Rubio has shot his chances at any 2016 run unless the GOP wants another 8 years of Democrat rule.

    Observer in reply to retire05. | May 6, 2013 at 2:13 pm

    Nope, the gangbangers get to stay EVEN IF they have a criminal record in the U.S. They can have multiple misdemeanor convictions and still be eligible for amnesty. (And keep in mind that many times felony charges are reduced to misdemeanors during plea bargaining). Also, the bill gives Janet Napolitano the authority to allow even illegal aliens who are convicted FELONS to stay in the U.S. if she finds it in the interests of “family unity” or because it would create “hardship” or for a variety of other stupid reasons.

    Here’s another fun fact about the amnesty bill: it PROHIBITS the DHS from denying amnesty to an illegal alien because the illegal alien has used forged/fraudulent documents or stolen SS numbers in the U.S., or because the illegal alien has already been deported or has skipped out on prior deportation hearings in the U.S., or because the illegal has been caught lying to U.S. law enforcement.

Here is the problem with the Gang of 8: not one of them have had to live in an area that is rife with crime due to illegal immigration. Rubio would come closest, but he lived in a Cuban community; not exactly like living in a border county.

What is so wrong with the bill is that immigration policies, for any nation, should be designed to benefit the host nation, not the immigrants. We don’t write immigration laws to benefit the persecuted of the Sudan, the Christians of Egypt, and we failed the Jews miserably during World War II. How is importing millions of low educated/no education people going to benefit this nation? The quick answer? It ain’t.

And I guess the Gang of 8 has never heard of the Pew Hispanic Center that showed that “citizenship” is on the bottom of the priority list for immigrants of Hispanic heritage, especially Mexicans. Of the Mexican immigrants that are currently eligible for citizenship, only 39% are planning on taking advantage of that ability. The reason? lack of the ability to speak English.

Look at ancient Rome, grown fat and lazy due to the invasion of other nations, and taking, for their own, that nation’s wealth. So the Romans imported laborers en masse, even for the gladiator games, until the number of non-Romans were so great that Roman law and the Roman society was all but extinct. Obviously, there are no historians on the Gang of 8.

I don’t have a copy. Would somebody please post a link, so I can read it?

Call ’em what they REALLY are:
“Undocumented Democrats”
“The Gang of Ocho”

Doug Wright | May 6, 2013 at 8:45 pm

The following would provide better control over the illegal population than anything else:

1. E-Verify every employee, no exceptions allowed. The catch is that the E-Verify process needs to “fail proof.” The Social Security number is now, almost, the one way that each of us can be identified, so use that as a basis for this E-Verify process.
If we can have a secure and reliable process, then the border itself is of less importance except as the demarcation line separating us from other countries; Canada, Mexico, Russia, Mars, etc …

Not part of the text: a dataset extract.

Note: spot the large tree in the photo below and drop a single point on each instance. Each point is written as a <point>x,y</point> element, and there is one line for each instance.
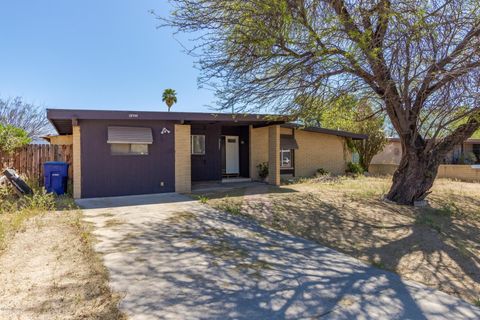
<point>27,116</point>
<point>418,58</point>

2. Make the penalties for misusing this E-Verify process so onerous and costly that business will not evade it and attempt to go around it. Additionally, make individual employees who run the process for their company individually responsible to submitting accurate and timely information, and subject to most severe penalties too. Congress should then legislate that SCOTUS may not rule on the severity of these penalties or the application of these penalties therefrom.

3. People caught using phony documentation need to pay a severe penalty, including immediate deportation for those not a legal resident, or severe prison or financial penalties for people trying to evade income taxes.

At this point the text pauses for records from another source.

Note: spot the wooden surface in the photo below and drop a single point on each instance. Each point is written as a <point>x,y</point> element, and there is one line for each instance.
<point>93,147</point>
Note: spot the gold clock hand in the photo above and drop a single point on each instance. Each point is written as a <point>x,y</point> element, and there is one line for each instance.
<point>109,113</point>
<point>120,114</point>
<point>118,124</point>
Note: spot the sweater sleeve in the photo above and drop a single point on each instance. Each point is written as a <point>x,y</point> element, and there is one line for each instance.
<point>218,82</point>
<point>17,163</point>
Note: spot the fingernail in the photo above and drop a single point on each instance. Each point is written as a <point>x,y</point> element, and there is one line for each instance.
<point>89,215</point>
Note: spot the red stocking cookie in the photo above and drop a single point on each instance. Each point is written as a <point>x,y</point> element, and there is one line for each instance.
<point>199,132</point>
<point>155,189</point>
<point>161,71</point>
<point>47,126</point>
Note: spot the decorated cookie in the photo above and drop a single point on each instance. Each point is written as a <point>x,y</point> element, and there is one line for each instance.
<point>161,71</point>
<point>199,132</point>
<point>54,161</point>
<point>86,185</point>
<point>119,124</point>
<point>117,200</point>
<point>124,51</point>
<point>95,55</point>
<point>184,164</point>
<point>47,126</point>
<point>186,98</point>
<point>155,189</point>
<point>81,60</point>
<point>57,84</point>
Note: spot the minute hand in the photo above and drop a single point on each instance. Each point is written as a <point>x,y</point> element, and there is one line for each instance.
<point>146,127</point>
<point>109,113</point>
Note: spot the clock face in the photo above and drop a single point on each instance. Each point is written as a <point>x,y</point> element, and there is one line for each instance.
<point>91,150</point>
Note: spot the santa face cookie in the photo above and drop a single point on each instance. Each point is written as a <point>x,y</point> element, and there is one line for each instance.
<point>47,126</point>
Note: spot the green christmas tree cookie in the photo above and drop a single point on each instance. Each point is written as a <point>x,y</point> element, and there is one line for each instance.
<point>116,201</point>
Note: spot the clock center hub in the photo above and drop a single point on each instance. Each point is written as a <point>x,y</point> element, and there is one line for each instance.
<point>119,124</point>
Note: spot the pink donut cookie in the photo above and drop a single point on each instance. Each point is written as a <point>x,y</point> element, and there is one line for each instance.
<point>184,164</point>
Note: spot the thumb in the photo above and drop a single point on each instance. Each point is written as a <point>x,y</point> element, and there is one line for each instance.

The whole concept of securing the border is wonderful and should be done.

However, no border control process will catch everyone of those trying to sneak into our country. That’s why I believe that the key to stopping illegal immigration is the employment verification process. That’s why the E-Verify process has to be nearly error free and to be a reliable and trusted process, for its intended use and only for that.